Biodegradable polymers, such as polysaccharides, are utilized to encapsulate volatile actives. However, these systems prematurely release the encapsulated active, especially in any formulation that contains water.
When polysaccharide-based microcapsules are incorporated into anhydrous product forms, these materials will release the active as soon as they come in contact with water, or prematurely release the encapsulated payload in the supply chain due to humidity/temperature effects. Often, it is desired to retain the active even after exposure to water. For example, it is desired to have a microcapsule survive the dilute environment in a washing machine, deposit onto the laundered fabrics, retain fragrance within the microcapsule during high temperature drying, and subsequently release the fragrance over a long duration of time from the fabric. It may be desired to have bursts of fragrance from an antiperspirant or deodorant product even in the absence of perspiration. It may be desired to retain flavor during the baking process, and release the flavor when the baked item is chewed. It may be desired to incorporate flavor particles directly into the dough when making snack foods (such as potato chips), rather than sprinkling on the flavors after the chip is fried. Such an approach can eliminate the mess associated with consuming flavored chips. It may be desired to incorporate flavor particles into a chewing gum to deliver a burst of a flavor upon chewing.
In order to deliver a consumer noticeable benefit, yet deliver that benefit at a low cost, encapsulation is used to isolate a uniquely different fragrance or flavor active from the non-encapsulated fragrance or flavor that is incorporated into the formulation. Acclamation to a flavor or fragrance requires a much higher concentration of the same fragrance or flavor to achieve noticeability. The invention allows one to encapsulate a uniquely different fragrance or flavor to incorporate into the composition, and achieve noticeability at significantly lower concentrations of the encapsulated active.

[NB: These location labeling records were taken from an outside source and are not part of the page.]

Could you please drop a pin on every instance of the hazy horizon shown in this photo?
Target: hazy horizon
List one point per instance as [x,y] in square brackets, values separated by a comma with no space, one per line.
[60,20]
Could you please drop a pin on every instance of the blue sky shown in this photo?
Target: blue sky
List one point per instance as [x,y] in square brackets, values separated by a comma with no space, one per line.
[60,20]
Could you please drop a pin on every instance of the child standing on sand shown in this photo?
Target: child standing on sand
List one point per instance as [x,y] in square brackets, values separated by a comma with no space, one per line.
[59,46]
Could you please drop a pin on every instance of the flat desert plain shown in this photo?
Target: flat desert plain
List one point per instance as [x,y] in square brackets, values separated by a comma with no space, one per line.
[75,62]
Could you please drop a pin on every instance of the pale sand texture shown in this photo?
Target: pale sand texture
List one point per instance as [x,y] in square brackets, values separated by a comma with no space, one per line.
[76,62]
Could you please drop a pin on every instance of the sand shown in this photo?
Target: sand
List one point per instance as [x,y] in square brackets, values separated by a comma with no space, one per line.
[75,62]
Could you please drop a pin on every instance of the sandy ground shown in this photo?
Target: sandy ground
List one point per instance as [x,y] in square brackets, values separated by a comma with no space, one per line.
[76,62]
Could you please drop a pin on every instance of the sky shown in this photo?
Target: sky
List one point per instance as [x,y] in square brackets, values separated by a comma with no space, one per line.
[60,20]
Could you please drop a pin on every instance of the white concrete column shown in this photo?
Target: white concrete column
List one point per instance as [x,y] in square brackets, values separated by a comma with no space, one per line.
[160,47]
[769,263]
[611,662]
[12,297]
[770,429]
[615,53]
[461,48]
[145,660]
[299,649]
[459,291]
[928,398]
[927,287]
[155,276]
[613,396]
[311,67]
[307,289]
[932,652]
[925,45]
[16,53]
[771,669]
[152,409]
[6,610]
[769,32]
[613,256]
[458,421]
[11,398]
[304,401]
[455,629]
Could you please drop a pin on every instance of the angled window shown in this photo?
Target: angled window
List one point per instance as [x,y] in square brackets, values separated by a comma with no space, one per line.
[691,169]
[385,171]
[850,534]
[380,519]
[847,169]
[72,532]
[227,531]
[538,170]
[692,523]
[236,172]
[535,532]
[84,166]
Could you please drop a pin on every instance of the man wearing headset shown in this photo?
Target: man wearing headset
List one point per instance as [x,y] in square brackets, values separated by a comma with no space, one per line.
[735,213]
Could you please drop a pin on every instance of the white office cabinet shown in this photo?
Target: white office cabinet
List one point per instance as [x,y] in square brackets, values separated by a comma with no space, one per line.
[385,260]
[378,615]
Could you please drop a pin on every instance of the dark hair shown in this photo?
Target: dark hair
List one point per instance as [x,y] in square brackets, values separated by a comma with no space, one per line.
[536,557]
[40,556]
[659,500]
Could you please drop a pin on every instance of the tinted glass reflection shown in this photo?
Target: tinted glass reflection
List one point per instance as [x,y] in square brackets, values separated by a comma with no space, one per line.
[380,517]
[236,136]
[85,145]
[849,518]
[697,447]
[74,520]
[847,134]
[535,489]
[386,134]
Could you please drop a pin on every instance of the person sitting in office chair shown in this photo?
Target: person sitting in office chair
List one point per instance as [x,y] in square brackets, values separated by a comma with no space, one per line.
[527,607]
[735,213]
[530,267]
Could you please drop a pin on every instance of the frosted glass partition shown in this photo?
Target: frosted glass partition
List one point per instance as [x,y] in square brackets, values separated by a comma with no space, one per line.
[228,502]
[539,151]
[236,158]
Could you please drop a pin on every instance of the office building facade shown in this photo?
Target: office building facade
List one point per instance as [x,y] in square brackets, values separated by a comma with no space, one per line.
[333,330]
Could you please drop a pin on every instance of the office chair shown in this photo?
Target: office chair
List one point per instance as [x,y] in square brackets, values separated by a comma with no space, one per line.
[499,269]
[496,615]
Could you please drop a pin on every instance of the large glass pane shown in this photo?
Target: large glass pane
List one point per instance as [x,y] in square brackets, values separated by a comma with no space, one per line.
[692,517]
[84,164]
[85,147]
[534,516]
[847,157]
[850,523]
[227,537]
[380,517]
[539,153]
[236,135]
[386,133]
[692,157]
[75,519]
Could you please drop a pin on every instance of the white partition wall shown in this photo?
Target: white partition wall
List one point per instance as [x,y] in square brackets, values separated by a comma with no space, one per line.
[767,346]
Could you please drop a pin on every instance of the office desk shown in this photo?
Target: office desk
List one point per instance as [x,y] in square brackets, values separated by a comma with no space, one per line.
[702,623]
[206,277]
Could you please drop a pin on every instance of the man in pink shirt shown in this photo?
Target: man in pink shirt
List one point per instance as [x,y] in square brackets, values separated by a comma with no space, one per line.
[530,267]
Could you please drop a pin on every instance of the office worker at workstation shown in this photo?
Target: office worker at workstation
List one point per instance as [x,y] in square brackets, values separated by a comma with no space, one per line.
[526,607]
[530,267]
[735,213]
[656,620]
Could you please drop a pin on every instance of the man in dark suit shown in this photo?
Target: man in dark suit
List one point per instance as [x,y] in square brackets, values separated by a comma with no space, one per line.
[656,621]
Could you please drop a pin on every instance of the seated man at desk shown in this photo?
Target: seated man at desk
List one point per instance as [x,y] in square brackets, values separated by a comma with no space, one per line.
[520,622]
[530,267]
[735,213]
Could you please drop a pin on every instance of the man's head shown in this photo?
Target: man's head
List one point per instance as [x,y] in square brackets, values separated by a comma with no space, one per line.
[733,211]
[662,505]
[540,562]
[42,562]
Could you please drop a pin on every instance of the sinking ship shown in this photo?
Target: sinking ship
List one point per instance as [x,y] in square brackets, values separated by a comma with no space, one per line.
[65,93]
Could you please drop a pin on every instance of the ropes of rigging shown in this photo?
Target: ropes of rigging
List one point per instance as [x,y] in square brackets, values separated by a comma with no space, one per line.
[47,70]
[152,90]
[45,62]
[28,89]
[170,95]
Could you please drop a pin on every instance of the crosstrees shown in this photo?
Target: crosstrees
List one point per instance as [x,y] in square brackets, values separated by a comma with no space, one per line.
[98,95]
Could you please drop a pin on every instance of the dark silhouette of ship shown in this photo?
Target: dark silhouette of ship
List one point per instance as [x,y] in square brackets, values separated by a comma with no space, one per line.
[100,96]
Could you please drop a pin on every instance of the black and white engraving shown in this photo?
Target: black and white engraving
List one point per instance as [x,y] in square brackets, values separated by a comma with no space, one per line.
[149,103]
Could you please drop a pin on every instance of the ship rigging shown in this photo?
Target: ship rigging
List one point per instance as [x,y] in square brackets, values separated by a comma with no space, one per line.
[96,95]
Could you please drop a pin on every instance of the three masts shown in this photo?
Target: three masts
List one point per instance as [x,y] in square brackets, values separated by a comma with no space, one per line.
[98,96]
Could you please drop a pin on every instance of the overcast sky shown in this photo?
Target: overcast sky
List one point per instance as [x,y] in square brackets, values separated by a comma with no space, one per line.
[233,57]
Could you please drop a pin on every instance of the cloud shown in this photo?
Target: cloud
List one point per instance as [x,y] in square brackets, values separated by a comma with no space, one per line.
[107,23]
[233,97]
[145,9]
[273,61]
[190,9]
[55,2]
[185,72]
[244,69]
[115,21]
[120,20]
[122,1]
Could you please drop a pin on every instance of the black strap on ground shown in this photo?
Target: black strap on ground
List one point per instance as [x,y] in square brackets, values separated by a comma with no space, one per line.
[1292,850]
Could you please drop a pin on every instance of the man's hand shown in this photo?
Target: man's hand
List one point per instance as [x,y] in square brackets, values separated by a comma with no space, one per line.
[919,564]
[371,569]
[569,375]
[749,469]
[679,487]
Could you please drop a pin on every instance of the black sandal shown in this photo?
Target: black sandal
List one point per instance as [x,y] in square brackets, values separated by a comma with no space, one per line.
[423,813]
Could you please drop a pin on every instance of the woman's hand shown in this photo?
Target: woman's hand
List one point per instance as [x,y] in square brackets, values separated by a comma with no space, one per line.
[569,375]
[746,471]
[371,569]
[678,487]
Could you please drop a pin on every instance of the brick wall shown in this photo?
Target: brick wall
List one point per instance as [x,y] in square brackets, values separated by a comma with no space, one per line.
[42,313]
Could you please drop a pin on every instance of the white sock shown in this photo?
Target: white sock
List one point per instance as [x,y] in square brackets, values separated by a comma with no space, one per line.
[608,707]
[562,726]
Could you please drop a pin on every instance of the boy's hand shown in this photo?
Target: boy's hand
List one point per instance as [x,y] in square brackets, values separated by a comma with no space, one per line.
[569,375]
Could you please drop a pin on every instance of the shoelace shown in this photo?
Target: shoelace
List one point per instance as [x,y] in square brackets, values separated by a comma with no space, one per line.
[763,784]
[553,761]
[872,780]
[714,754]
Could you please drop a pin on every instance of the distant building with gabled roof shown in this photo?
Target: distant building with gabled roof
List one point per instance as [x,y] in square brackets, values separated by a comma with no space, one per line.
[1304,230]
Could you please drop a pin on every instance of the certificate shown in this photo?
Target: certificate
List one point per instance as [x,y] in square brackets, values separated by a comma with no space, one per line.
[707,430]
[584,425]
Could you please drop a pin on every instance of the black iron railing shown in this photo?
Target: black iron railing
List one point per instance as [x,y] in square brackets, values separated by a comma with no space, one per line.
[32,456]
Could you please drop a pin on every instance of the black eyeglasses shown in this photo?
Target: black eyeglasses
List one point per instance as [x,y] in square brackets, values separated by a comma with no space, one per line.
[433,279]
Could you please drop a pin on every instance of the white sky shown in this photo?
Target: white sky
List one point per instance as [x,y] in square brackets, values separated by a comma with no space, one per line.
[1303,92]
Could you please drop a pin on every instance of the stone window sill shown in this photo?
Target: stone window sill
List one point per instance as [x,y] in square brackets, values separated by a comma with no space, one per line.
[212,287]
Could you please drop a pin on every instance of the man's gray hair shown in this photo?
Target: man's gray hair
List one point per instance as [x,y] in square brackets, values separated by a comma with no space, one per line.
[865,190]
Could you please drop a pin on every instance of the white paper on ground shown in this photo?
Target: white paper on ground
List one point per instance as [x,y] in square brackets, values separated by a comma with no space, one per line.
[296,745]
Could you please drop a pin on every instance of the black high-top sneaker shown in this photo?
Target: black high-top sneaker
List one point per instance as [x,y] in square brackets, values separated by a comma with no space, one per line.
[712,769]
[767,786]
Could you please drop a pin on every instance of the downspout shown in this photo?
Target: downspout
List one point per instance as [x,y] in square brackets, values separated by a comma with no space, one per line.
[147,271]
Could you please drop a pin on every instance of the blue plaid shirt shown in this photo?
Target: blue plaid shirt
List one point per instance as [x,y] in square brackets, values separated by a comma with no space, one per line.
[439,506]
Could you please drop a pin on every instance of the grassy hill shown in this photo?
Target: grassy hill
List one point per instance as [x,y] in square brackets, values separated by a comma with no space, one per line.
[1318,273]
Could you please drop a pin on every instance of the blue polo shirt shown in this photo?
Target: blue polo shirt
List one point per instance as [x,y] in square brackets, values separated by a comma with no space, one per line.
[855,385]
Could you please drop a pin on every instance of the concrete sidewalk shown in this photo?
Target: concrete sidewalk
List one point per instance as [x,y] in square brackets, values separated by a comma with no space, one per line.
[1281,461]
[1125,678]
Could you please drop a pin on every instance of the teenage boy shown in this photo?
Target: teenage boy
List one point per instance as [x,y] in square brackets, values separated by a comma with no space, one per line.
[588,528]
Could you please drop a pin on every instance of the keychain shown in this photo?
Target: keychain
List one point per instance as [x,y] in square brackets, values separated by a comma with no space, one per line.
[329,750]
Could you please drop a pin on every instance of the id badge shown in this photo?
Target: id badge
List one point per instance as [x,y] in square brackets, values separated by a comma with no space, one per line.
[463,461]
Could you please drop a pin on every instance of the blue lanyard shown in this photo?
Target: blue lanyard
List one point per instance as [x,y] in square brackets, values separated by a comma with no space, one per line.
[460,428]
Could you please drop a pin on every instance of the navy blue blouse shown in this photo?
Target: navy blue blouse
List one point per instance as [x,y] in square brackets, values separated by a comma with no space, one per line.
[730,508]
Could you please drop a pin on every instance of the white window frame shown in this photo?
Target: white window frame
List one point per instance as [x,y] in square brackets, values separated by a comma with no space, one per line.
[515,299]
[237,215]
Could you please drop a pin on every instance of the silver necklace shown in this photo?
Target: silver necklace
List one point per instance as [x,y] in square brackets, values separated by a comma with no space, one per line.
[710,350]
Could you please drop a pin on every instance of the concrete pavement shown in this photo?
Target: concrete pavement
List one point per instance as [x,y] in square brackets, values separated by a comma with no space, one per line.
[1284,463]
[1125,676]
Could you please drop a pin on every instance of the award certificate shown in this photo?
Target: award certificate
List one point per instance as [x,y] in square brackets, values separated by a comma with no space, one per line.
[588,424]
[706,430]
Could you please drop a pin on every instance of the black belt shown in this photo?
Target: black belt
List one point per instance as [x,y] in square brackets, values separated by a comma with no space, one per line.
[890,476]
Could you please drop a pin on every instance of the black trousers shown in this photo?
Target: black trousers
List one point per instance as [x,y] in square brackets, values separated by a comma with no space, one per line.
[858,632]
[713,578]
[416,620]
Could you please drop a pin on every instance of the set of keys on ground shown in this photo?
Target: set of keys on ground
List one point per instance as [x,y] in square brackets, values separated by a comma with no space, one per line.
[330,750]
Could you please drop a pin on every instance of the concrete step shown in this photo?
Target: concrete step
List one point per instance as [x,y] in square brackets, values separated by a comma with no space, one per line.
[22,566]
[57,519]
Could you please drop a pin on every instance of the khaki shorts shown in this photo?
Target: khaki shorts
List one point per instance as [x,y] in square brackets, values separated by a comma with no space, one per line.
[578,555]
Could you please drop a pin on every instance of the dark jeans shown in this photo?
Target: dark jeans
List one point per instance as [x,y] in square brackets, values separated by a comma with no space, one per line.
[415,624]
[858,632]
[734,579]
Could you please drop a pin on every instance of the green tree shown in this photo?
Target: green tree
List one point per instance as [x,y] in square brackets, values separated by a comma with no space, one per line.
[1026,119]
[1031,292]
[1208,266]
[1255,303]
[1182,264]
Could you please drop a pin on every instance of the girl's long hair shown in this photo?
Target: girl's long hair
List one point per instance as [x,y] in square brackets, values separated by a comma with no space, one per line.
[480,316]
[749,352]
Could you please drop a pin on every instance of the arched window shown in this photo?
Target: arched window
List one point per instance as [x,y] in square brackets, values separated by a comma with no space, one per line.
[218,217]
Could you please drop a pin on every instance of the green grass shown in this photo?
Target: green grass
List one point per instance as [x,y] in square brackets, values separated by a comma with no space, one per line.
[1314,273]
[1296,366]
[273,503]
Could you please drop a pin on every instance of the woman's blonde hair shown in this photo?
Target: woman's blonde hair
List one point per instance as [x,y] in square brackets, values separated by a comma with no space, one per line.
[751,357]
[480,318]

Friable capsules that are disclosed in the art are specifically core/shell capsules. “Matrix” type of morphology wherein small droplets of the active material are surrounded by shell material are exclusively found in the area of water triggered release technologies (flavors, fragrances, vitamins, silicone oils, etc.). Matrix particles are generally not designed to provide friction-triggered release.
In order to incorporate friable microcapsules into anhydrous products (for example antiperspirant/deodorants, dry laundry powder, baking goods), it is necessary to remove the water from slurries of core/shell microcapsule. Spray drying is a well-known, commercially viable, and inexpensive way to achieve a dry powder. Spray drying of water insoluble, friable microcapsules must be done with utmost care to minimize fracture of the microcapsules during the spray drying process. Generally, only small particle size particles can be dried effectively without fracturing. The high fracture strength of these small particles reduces the performance benefit (i.e. normal consumer activities would not generate enough friction or stress to fracture a sufficient number of these microcapsules). Larger dry particles are preferred since they are easier to fracture, and they can deliver a greater volume of encapsulated material when fractured. However, such large core/shell particles will fracture during the spray drying process.
Hence, it is difficult to achieve a free flowing powder, water insoluble or water swellable, environmentally biodegradable, matrix microcapsule particle that provides a non-water triggered release profile. It is even more difficult to achieve an affordable microcapsule in a dehydrated powder form without incurring significant loss of the encapsulated active during the dehydration process. It is even more difficult to achieve a microcapsule that retains the encapsulated actives even under highly dilute aqueous conditions.
All references cited herein are incorporated herein by reference in their entireties. The citation of any reference is not to be construed as an admission that it is prior art with respect to the present invention. To the extent that any meaning or definition of a term in this document conflicts with any meaning or definition of the same term in a document incorporated by reference, the meaning or definition assigned to that term in this document shall govern.